Attracting participants was the easiest part - I sent out some email blasts and gave out flyers at the hackspace. We had some Oxford students, some local folks, some teenagers, and a group of people all the way from Brunel! Eventbrite was a god-send for organising selling tickets to so many people. 45 people signed up online, and there were around 10 experts from the hackspace volunteering as well - a good number of people, although perhaps slightly stretching the limits of the space available. I decided to charge £5 per ticket, partly to add to our funding, and partly to make sure that the people who signed up had a real intent to attend.

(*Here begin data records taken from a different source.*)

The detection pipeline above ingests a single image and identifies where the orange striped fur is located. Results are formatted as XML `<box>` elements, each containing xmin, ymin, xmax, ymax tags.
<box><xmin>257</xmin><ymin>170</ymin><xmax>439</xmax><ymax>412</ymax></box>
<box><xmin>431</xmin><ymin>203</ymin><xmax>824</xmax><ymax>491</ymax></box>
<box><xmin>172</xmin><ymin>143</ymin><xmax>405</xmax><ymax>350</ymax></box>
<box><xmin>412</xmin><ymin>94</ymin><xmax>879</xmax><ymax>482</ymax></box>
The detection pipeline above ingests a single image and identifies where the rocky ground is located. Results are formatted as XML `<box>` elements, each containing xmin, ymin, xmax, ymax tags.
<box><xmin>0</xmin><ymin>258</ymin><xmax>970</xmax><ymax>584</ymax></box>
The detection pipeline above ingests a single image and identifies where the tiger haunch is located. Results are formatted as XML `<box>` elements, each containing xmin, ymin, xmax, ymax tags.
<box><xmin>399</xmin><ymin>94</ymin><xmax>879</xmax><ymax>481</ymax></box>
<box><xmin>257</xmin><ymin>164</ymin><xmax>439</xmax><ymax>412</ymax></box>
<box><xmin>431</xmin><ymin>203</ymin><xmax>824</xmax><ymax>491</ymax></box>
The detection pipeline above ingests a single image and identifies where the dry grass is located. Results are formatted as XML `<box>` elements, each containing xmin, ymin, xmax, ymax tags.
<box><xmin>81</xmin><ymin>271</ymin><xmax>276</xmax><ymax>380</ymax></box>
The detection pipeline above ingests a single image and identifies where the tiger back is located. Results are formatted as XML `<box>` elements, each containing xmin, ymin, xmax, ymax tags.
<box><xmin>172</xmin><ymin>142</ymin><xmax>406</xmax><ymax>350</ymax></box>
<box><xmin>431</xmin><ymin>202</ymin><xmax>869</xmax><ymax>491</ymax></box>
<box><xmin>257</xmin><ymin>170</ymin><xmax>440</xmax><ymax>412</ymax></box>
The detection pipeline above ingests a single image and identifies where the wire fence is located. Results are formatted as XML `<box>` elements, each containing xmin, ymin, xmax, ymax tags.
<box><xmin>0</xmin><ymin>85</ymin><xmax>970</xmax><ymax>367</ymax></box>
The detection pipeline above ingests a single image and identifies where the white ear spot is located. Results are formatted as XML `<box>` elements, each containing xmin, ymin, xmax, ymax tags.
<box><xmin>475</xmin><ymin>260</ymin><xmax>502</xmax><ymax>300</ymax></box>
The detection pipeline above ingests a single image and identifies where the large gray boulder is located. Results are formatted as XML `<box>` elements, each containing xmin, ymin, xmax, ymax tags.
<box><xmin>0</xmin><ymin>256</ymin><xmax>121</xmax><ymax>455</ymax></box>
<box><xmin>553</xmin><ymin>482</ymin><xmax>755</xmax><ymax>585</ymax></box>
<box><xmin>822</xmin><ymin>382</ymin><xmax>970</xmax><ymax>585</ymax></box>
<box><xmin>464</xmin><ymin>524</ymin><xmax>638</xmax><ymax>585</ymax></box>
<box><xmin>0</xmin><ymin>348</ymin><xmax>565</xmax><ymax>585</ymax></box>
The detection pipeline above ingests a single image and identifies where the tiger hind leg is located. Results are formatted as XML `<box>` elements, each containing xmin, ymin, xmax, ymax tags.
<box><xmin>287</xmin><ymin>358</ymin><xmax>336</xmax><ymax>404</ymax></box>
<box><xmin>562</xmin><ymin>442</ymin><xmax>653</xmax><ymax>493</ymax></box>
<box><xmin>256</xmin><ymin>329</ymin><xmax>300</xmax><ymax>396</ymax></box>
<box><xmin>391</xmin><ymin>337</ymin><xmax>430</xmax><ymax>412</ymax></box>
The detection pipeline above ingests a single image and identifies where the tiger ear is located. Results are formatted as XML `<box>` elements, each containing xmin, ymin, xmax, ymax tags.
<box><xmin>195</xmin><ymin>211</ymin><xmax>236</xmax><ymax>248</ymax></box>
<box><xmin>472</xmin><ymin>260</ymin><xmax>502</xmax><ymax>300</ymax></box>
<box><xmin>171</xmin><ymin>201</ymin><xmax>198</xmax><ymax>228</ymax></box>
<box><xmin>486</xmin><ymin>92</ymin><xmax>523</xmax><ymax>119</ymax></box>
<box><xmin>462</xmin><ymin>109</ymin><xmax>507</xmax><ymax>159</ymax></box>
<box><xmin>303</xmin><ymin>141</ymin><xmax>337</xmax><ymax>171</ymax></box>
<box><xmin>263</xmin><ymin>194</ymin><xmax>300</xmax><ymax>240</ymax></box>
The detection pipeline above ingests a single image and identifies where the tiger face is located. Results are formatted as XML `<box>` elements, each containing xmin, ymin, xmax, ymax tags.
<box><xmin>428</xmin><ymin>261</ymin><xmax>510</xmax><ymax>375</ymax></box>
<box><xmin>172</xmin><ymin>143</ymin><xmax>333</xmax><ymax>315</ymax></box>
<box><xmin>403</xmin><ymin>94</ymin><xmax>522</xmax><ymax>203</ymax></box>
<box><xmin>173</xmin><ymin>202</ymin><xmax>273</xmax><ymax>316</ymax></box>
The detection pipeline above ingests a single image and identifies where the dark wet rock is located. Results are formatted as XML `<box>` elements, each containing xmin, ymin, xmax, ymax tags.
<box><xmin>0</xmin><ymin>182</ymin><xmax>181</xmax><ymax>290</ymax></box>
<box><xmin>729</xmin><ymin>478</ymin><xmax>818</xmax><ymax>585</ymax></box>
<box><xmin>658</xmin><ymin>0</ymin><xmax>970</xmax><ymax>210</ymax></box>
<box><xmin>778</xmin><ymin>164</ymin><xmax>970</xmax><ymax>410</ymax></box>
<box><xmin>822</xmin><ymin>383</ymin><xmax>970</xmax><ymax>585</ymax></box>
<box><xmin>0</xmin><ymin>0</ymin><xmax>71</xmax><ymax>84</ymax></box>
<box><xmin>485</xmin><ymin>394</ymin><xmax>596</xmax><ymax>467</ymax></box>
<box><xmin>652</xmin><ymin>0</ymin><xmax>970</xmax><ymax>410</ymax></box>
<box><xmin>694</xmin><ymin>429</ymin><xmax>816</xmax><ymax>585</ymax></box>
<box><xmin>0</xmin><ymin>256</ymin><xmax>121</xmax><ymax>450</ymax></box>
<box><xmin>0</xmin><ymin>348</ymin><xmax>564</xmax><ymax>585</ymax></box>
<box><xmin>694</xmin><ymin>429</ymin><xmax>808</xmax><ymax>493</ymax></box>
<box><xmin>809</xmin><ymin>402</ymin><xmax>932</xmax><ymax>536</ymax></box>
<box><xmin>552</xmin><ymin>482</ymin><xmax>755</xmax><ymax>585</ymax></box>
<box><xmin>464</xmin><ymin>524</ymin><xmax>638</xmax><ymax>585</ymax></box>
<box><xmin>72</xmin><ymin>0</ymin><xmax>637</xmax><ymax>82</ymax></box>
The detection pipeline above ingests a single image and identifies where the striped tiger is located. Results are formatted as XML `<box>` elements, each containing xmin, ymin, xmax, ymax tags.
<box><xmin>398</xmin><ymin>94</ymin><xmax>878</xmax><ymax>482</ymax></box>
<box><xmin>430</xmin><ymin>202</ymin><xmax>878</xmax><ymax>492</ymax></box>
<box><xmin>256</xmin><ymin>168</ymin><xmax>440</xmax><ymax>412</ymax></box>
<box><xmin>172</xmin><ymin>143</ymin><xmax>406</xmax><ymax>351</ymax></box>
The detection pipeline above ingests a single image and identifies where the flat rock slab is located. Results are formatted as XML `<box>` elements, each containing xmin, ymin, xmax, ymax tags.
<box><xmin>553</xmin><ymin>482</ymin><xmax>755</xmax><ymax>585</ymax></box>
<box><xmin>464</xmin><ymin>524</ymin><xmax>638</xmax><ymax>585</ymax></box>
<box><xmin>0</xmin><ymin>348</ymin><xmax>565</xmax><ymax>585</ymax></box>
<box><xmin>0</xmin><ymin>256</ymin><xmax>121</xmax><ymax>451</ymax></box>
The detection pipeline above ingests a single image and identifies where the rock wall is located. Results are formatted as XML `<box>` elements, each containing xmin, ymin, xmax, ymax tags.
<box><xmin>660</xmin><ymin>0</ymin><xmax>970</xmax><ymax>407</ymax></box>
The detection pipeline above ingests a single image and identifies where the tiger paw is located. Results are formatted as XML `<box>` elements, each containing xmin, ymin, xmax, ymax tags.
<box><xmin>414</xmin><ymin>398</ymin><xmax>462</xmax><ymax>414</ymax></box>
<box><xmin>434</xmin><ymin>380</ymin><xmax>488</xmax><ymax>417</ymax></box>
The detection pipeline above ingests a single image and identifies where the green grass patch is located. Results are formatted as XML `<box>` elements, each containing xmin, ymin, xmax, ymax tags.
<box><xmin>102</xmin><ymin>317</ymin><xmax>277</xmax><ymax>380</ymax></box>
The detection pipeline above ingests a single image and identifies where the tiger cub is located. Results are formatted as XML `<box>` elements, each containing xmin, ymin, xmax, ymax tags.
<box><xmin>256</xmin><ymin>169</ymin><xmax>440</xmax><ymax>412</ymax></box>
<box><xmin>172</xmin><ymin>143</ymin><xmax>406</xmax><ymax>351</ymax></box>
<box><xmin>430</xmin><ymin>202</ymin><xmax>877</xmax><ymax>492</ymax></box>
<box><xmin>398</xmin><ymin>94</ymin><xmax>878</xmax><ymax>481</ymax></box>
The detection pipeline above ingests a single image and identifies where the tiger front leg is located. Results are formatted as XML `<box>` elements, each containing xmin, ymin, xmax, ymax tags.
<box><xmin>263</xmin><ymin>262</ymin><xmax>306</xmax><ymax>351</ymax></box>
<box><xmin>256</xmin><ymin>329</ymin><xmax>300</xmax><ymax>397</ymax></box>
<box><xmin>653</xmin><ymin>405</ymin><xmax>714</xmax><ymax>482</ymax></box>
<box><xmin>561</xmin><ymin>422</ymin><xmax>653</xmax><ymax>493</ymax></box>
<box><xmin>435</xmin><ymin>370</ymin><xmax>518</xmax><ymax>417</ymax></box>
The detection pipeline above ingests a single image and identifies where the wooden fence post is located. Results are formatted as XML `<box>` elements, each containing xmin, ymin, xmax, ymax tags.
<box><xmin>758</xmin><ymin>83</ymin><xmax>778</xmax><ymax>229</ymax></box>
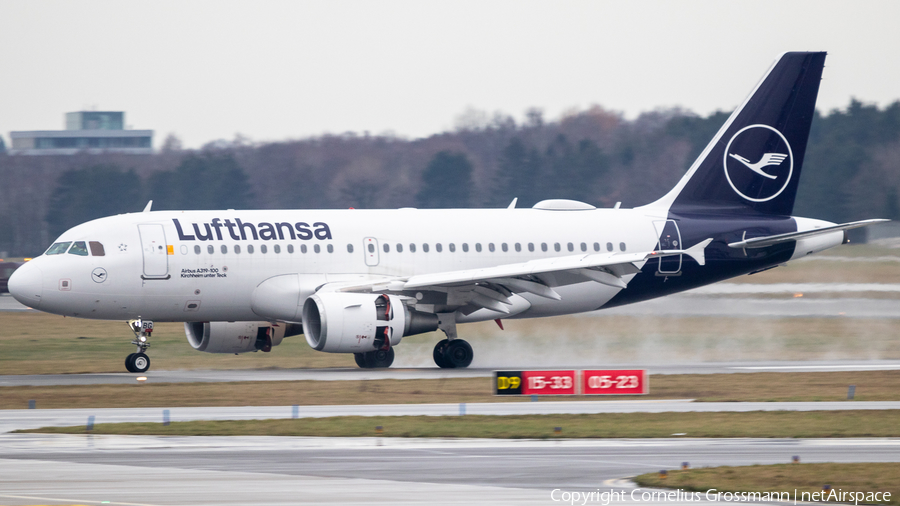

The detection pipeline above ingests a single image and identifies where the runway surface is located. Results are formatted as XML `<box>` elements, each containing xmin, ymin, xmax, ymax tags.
<box><xmin>0</xmin><ymin>434</ymin><xmax>900</xmax><ymax>505</ymax></box>
<box><xmin>0</xmin><ymin>360</ymin><xmax>900</xmax><ymax>387</ymax></box>
<box><xmin>0</xmin><ymin>399</ymin><xmax>900</xmax><ymax>432</ymax></box>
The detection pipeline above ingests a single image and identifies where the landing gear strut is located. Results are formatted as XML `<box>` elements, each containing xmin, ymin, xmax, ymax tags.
<box><xmin>125</xmin><ymin>318</ymin><xmax>153</xmax><ymax>372</ymax></box>
<box><xmin>353</xmin><ymin>348</ymin><xmax>394</xmax><ymax>369</ymax></box>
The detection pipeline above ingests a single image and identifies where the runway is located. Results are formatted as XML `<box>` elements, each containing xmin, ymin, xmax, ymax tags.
<box><xmin>0</xmin><ymin>360</ymin><xmax>900</xmax><ymax>387</ymax></box>
<box><xmin>0</xmin><ymin>399</ymin><xmax>900</xmax><ymax>432</ymax></box>
<box><xmin>0</xmin><ymin>434</ymin><xmax>900</xmax><ymax>505</ymax></box>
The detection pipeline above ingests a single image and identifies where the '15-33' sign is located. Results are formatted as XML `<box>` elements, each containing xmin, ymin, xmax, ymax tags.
<box><xmin>494</xmin><ymin>369</ymin><xmax>650</xmax><ymax>395</ymax></box>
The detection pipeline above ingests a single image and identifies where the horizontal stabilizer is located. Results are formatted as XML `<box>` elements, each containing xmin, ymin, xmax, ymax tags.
<box><xmin>728</xmin><ymin>219</ymin><xmax>891</xmax><ymax>248</ymax></box>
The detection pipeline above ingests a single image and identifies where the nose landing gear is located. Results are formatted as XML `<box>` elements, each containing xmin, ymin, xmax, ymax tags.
<box><xmin>125</xmin><ymin>318</ymin><xmax>153</xmax><ymax>373</ymax></box>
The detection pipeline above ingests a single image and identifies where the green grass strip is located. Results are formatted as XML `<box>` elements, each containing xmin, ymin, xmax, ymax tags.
<box><xmin>21</xmin><ymin>410</ymin><xmax>900</xmax><ymax>439</ymax></box>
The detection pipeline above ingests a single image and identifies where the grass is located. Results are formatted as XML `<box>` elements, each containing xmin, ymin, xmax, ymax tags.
<box><xmin>0</xmin><ymin>371</ymin><xmax>900</xmax><ymax>409</ymax></box>
<box><xmin>18</xmin><ymin>410</ymin><xmax>900</xmax><ymax>439</ymax></box>
<box><xmin>634</xmin><ymin>463</ymin><xmax>900</xmax><ymax>505</ymax></box>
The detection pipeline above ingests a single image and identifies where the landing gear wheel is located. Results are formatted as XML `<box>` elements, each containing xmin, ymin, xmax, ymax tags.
<box><xmin>431</xmin><ymin>339</ymin><xmax>453</xmax><ymax>369</ymax></box>
<box><xmin>125</xmin><ymin>353</ymin><xmax>135</xmax><ymax>372</ymax></box>
<box><xmin>131</xmin><ymin>353</ymin><xmax>150</xmax><ymax>372</ymax></box>
<box><xmin>366</xmin><ymin>348</ymin><xmax>394</xmax><ymax>369</ymax></box>
<box><xmin>444</xmin><ymin>339</ymin><xmax>475</xmax><ymax>369</ymax></box>
<box><xmin>353</xmin><ymin>348</ymin><xmax>394</xmax><ymax>369</ymax></box>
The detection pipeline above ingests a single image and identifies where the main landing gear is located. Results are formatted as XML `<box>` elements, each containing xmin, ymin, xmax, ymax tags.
<box><xmin>432</xmin><ymin>338</ymin><xmax>475</xmax><ymax>369</ymax></box>
<box><xmin>432</xmin><ymin>314</ymin><xmax>475</xmax><ymax>369</ymax></box>
<box><xmin>125</xmin><ymin>318</ymin><xmax>153</xmax><ymax>372</ymax></box>
<box><xmin>353</xmin><ymin>348</ymin><xmax>394</xmax><ymax>369</ymax></box>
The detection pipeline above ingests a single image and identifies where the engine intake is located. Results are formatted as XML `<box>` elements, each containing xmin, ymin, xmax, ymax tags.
<box><xmin>184</xmin><ymin>322</ymin><xmax>302</xmax><ymax>353</ymax></box>
<box><xmin>303</xmin><ymin>292</ymin><xmax>438</xmax><ymax>353</ymax></box>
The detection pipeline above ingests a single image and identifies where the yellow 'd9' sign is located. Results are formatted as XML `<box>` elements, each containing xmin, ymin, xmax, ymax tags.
<box><xmin>494</xmin><ymin>371</ymin><xmax>522</xmax><ymax>395</ymax></box>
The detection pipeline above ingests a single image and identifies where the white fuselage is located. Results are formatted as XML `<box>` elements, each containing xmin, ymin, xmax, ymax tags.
<box><xmin>17</xmin><ymin>209</ymin><xmax>665</xmax><ymax>322</ymax></box>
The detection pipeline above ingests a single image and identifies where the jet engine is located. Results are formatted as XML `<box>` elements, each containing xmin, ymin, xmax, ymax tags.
<box><xmin>303</xmin><ymin>292</ymin><xmax>438</xmax><ymax>353</ymax></box>
<box><xmin>184</xmin><ymin>322</ymin><xmax>302</xmax><ymax>353</ymax></box>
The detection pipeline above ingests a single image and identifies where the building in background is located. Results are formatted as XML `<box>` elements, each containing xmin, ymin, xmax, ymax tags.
<box><xmin>9</xmin><ymin>111</ymin><xmax>153</xmax><ymax>155</ymax></box>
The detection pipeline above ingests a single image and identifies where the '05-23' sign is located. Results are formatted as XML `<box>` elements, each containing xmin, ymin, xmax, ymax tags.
<box><xmin>494</xmin><ymin>369</ymin><xmax>650</xmax><ymax>395</ymax></box>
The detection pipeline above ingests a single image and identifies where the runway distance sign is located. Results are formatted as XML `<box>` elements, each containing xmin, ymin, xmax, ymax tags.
<box><xmin>581</xmin><ymin>369</ymin><xmax>650</xmax><ymax>395</ymax></box>
<box><xmin>494</xmin><ymin>370</ymin><xmax>578</xmax><ymax>395</ymax></box>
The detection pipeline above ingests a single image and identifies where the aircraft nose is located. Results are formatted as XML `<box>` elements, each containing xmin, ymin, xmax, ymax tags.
<box><xmin>8</xmin><ymin>263</ymin><xmax>44</xmax><ymax>308</ymax></box>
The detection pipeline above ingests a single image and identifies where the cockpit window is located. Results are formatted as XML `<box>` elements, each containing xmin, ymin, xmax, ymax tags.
<box><xmin>69</xmin><ymin>241</ymin><xmax>87</xmax><ymax>257</ymax></box>
<box><xmin>46</xmin><ymin>242</ymin><xmax>72</xmax><ymax>255</ymax></box>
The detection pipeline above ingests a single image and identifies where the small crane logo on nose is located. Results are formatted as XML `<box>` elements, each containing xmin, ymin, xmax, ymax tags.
<box><xmin>91</xmin><ymin>267</ymin><xmax>106</xmax><ymax>283</ymax></box>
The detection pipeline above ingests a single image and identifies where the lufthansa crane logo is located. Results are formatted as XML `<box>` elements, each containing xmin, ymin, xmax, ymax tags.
<box><xmin>722</xmin><ymin>125</ymin><xmax>794</xmax><ymax>202</ymax></box>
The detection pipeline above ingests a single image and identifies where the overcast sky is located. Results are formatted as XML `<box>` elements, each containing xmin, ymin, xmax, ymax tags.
<box><xmin>0</xmin><ymin>0</ymin><xmax>900</xmax><ymax>147</ymax></box>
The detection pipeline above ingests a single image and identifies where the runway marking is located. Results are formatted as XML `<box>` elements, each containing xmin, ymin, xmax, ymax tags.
<box><xmin>729</xmin><ymin>364</ymin><xmax>900</xmax><ymax>371</ymax></box>
<box><xmin>0</xmin><ymin>494</ymin><xmax>160</xmax><ymax>506</ymax></box>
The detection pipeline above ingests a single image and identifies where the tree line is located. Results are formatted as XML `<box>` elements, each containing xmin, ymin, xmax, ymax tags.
<box><xmin>0</xmin><ymin>100</ymin><xmax>900</xmax><ymax>256</ymax></box>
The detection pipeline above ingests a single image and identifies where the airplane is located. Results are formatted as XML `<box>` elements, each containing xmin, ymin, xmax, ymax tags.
<box><xmin>9</xmin><ymin>52</ymin><xmax>888</xmax><ymax>373</ymax></box>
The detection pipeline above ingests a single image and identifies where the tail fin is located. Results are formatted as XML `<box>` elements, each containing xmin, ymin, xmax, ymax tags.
<box><xmin>650</xmin><ymin>52</ymin><xmax>825</xmax><ymax>215</ymax></box>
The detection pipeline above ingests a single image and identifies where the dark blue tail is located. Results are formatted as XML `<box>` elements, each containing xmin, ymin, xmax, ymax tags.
<box><xmin>651</xmin><ymin>52</ymin><xmax>825</xmax><ymax>216</ymax></box>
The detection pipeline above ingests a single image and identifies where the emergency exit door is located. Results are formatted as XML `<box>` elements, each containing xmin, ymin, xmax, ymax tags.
<box><xmin>138</xmin><ymin>223</ymin><xmax>170</xmax><ymax>279</ymax></box>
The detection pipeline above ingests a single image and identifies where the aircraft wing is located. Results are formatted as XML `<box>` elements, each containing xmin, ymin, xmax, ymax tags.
<box><xmin>728</xmin><ymin>219</ymin><xmax>891</xmax><ymax>248</ymax></box>
<box><xmin>324</xmin><ymin>238</ymin><xmax>712</xmax><ymax>313</ymax></box>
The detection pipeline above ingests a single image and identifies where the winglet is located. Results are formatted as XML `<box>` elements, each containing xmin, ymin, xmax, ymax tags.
<box><xmin>684</xmin><ymin>237</ymin><xmax>712</xmax><ymax>265</ymax></box>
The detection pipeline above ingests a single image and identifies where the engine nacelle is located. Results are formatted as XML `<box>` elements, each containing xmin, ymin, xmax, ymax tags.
<box><xmin>184</xmin><ymin>322</ymin><xmax>301</xmax><ymax>353</ymax></box>
<box><xmin>303</xmin><ymin>292</ymin><xmax>438</xmax><ymax>353</ymax></box>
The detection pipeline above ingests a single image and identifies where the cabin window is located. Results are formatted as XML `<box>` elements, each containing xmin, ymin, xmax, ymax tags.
<box><xmin>88</xmin><ymin>241</ymin><xmax>106</xmax><ymax>257</ymax></box>
<box><xmin>46</xmin><ymin>242</ymin><xmax>72</xmax><ymax>255</ymax></box>
<box><xmin>69</xmin><ymin>241</ymin><xmax>87</xmax><ymax>257</ymax></box>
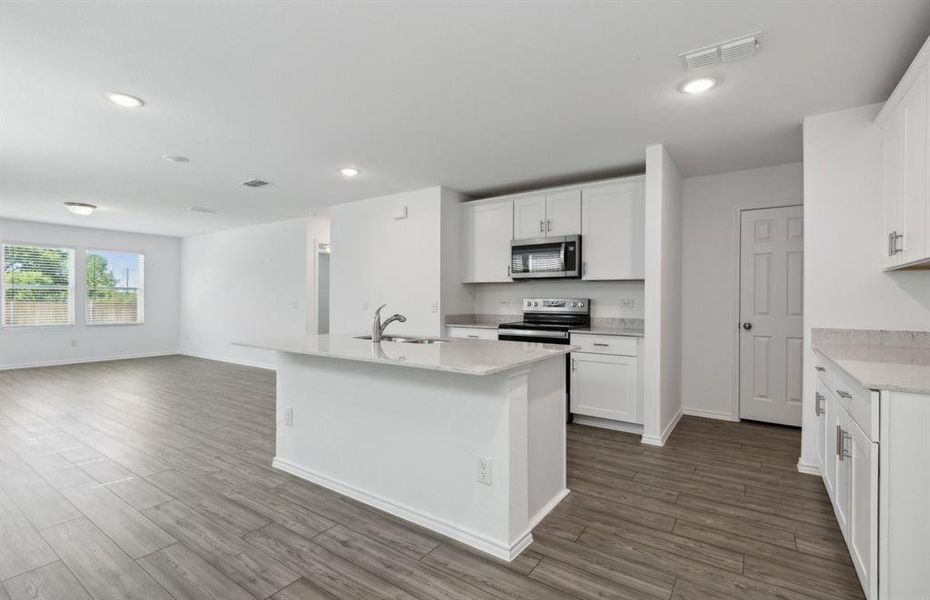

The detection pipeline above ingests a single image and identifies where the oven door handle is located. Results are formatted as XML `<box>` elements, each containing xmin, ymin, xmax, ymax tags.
<box><xmin>497</xmin><ymin>329</ymin><xmax>568</xmax><ymax>340</ymax></box>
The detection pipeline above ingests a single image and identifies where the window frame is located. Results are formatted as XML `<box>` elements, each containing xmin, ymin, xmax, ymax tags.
<box><xmin>82</xmin><ymin>246</ymin><xmax>145</xmax><ymax>327</ymax></box>
<box><xmin>0</xmin><ymin>240</ymin><xmax>77</xmax><ymax>330</ymax></box>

The hackathon itself was run in an "unconference" manner, getting knowledgeable people to volunteer their skills and their project ideas and letting people form groups, then coming back together for plenaries to discuss what we'd made.
I also roped three people into doing short talks on their areas of expertise: the excellent Peter Lister introduced us to Arduino electronics, the brilliant Paul Murcutt explained neural networks, and the glorious Sydney Padua taught us about the Analytical Engine.
The 3D printers were very popular...
... and were used to produce this part of the Analytical Engine adding mechanism!
The Flyology table tried to create an ornithopter.
One group made an augmented reality version of a Capture the Flag game, which looked super fun.
The OpenWorm gang were working on a SPARKLY calculus of the nervous system.
For catering, I decided to buy enough pizza from Domino's to feed everyone - margarita and pepperoni are safe stalwarts, and we also got some gluten-free and vegan pizzas (go for the thin & crispy base, with no cheese and allll the veggies). They were very popular!
I spent much of the time running around, live-tweeting and corralling people, as well as eating pizza and making a somewhat poor attempt at making a flying machine. I had a very glamorous assistant, Eileen, taking photos for me, Jared working the 3D printers, John running a workshop, and Lauren co-ordinating skill-sharing.
The aftermath: the hackspace gained some new members, and everybody left happy, having learned some new skills. One group spent some time trying (fruitlessly) to use a robot arm to play a glockenspiel.
A few days later, the glorious hackspace nerds collaboratively built this, using an ardiuno and some motors:
All around, this was a completely wonderful (and remarkably educational) experience. It's amazing what can happen if you rope together a group of talented people to work on a cool idea.